About 35 per cent of the Future Farm area, or 500 ha, is not profitable for either animals or cropping. In hindsight this land should never have been cleared of the original native vegetation, as was dictated by the policies of the day. This situation is typical of farms in the Western Australian wheat/sheep zone, and probably typical for much of the Australian agricultural landscape.
Farmers can also be a solution for Australia's carbon emissions. We need to reduce emissions from agricultural practice, but agriculture is responsible for only 16 per cent of the nation's greenhouse gas emissions (less if we count the coal Australia exports) whilst producing food for humanity as well as export income. The capture of carbon on the non-arable farmland could make a major contribution of greenhouse gas control.
The Farm is re-establishing the native ecosystem on the non-arable areas to create a mix of mosaic and corridors that will eventually link the few remnants of native bush and extend to neighbouring farms, public roadside verges and nearby nature reserves.
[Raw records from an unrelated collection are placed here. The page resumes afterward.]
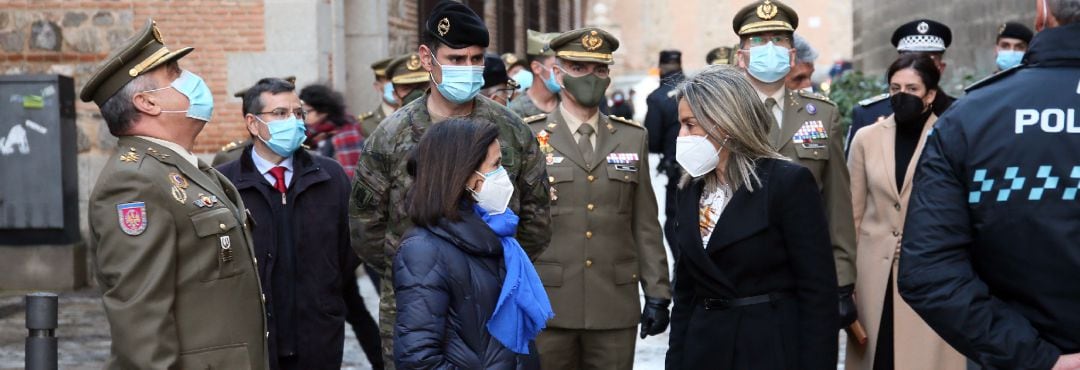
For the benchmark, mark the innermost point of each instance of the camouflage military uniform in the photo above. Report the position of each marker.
(524, 107)
(378, 195)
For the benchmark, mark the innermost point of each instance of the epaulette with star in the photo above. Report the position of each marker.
(624, 121)
(536, 118)
(874, 99)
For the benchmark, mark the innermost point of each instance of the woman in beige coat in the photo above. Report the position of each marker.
(882, 161)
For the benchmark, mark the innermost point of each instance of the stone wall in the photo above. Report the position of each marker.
(974, 25)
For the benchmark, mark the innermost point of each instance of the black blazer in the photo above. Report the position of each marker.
(774, 240)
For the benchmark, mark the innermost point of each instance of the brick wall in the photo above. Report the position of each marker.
(72, 37)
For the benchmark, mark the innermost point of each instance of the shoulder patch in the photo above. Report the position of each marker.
(874, 99)
(624, 121)
(990, 79)
(535, 118)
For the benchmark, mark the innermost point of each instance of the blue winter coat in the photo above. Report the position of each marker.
(447, 279)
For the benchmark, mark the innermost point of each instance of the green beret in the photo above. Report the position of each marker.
(406, 69)
(142, 54)
(765, 16)
(585, 44)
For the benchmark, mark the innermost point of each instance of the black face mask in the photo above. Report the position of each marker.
(908, 109)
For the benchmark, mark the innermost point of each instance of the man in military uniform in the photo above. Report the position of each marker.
(919, 36)
(542, 94)
(169, 233)
(408, 78)
(604, 217)
(662, 122)
(454, 37)
(807, 127)
(232, 150)
(388, 103)
(723, 55)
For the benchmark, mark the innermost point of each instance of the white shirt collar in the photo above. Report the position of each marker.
(184, 153)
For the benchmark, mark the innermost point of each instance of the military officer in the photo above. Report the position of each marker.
(606, 237)
(808, 126)
(408, 78)
(232, 150)
(919, 36)
(170, 234)
(454, 38)
(542, 93)
(388, 103)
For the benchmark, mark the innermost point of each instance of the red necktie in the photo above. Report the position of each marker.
(279, 175)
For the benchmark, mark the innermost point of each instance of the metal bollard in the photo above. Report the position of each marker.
(41, 324)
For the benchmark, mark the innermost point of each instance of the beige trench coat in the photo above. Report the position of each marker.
(879, 211)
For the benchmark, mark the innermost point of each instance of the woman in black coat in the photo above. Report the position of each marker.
(754, 269)
(467, 293)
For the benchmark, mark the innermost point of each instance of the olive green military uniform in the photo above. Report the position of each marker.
(606, 237)
(230, 152)
(381, 183)
(809, 134)
(812, 136)
(171, 247)
(536, 45)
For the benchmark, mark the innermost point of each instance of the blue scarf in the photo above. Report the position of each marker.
(523, 309)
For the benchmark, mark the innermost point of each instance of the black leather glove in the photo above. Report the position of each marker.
(848, 312)
(655, 316)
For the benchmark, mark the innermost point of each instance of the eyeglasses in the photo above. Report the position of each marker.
(282, 113)
(775, 40)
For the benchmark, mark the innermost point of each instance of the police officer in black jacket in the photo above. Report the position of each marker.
(918, 36)
(661, 120)
(990, 254)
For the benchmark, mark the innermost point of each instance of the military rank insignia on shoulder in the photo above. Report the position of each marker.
(536, 118)
(624, 121)
(871, 100)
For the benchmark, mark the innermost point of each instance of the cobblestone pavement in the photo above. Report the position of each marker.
(84, 333)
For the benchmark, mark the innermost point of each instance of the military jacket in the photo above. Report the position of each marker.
(377, 203)
(173, 257)
(811, 135)
(370, 120)
(606, 232)
(524, 106)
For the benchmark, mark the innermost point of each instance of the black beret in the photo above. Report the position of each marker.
(495, 70)
(1015, 30)
(671, 56)
(457, 26)
(922, 36)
In a project run by the Ecosystem Restoration Intervention Ecology Research Group, we are testing woody plant species, in mixtures representing 4 different functional groups based on nutrient acquisition strategies and morphologies. The project is examining how different species affect the provision of ecosystem functions and services, including carbon storage, nutrient cycling, invasion resistance, biodiversity maintenance, and prevention of soil erosion.